Tudor Parfitt, once described as “a sort of British Indiana Jones,” writes in Black Jews in Africa and the Americas that he first encountered black Jews “in any form” in late 1984, when he’d traveled to the Sudanese border with Ethiopia. He’d been sent to the border’s refugee camps to investigate reports that the Ethiopian Jews (Beta Israel) there were being mistreated by the Christian Ethiopians, all of whom were fleeing the year’s famine. Though their status as Jews was being contested, Parfitt was present for what he describes as “the first stages of the Israeli attempt to save thousands of these impoverished and desperate people from famine and persecution.”
Not long after, while speaking in South Africa about the Ethiopian Jews, Parfitt met another group of black Jews, this time from the Lemba tribe. The Lembas explained to Parfitt that they were blood relatives of the Ethiopian Jews, and that the Israeli acceptance of the Ethiopians should also legitimize their own Judaism, hitherto difficult to claim. Despite being intrigued by the notion that the people he’d met in the Sudan were now acting as a “proof community” for others, Parfitt found the idea of any connection between the Beta Israel and the Lemba of Soweto doubtful.

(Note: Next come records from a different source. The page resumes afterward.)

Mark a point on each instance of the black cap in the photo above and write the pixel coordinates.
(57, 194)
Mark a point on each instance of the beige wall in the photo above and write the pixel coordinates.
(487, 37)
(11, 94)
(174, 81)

Out of curiosity he spent time with the Lemba, and while he came to consider it quite possible that their customs and traditions had something to do with the Semitic world he was unable to uncover any record of Jews having settled in southeastern or central Africa as far back as the Lemba’s oral tradition extended. Another year or two passed before, while researching a history of the Jews of the Yemen, Parfitt uncovered some evidence that could actually corroborate the Lemba’s story of their own heritage. “And it was at this point and rather out of frustration,” he writes in Black Jews in Africa and the Americas, “that I turned to genetics.”
In 1999 the findings of the Lemba’s genetic tests were front page news around the world, the subject of television documentaries such as NOVA’s The Lost Tribes of Israel, and even featured in a segment on 60 Minutes. As reported by the New York Times:
Several groups around the world practice Judaic rites or claim to be descended from biblical tribes without having any ancestral Jewish connection… But the remarkable thing about the Lemba tradition is that it may be exactly right. A team of geneticists has found that many Lemba men carry in their male chromosome a set of DNA sequences that is distinctive of the cohanim, the Jewish priests believed to be the descendants of Aaron. The genetic signature of priests—a hereditary caste, different from rabbis but with certain ritual roles—is particularly common among Lemba men who belong to the senior of their 12 groups, known as the Buba clan.
The discovery of the Lemba's Jewish ancestry has come about through the intertwining of two unusual strands of inquiry. One was developed by geneticists in the United States, Israel and England who wondered what truth there might be to the Jewish tradition that priests are the descendants of Aaron, the elder brother of Moses.
The other strand was provided by Dr. Tudor Parfitt, director of the Center for Jewish Studies at the School of Oriental and African Studies in London. Dr. Parfitt, who has done research among the Lemba for 10 years, says that he has discovered Senna—Lemba tradition maintains they came from that mysterious northern city—and that he can retrace their steps from Senna to Africa, maybe a thousand years ago.
Since that burst of coverage over a dozen years ago interest in the Lemba has been steady, and, coupled with the worldwide interest in the exodus of the Ethiopian Jews, there was evidence of an enduring fascination with the very idea of black Jews. For Parfitt, the intensity and duration of that fascination sparked a new series of questions:
Why did these stories generate such media interest? Was it because the stories were about Jews? Or because they were about blacks? Or both? Was it because, at some deep level in Western consciousness, Jews are actually assumed to be black and that therefore these stories about black Jews could be taken as a final vindication of an age-old presumption? Or was it that people believe that Jews are not black at all and cannot be black and therefore that the idea of black Jews appeared more than usually quixotic—and therefore good copy? Whatever the reason, this topic achieved worldwide coverage, and articles on the Lemba and Beta Israel have appeared in the world’s major newspapers with some regularity. The topic touched a nerve in a way that none of the work with which I had hitherto been engaged had done. Somewhere at the nexus of these issues of history, prejudice, and convention there seemed to me to nestle aspects of Jewish and black history that had not been fully studied before.
Black Jews in Africa and the Americas, our most thorough tracing of the ties that bind blacks and Jews in history and myth, is the result of Parfitt’s work to understand those histories.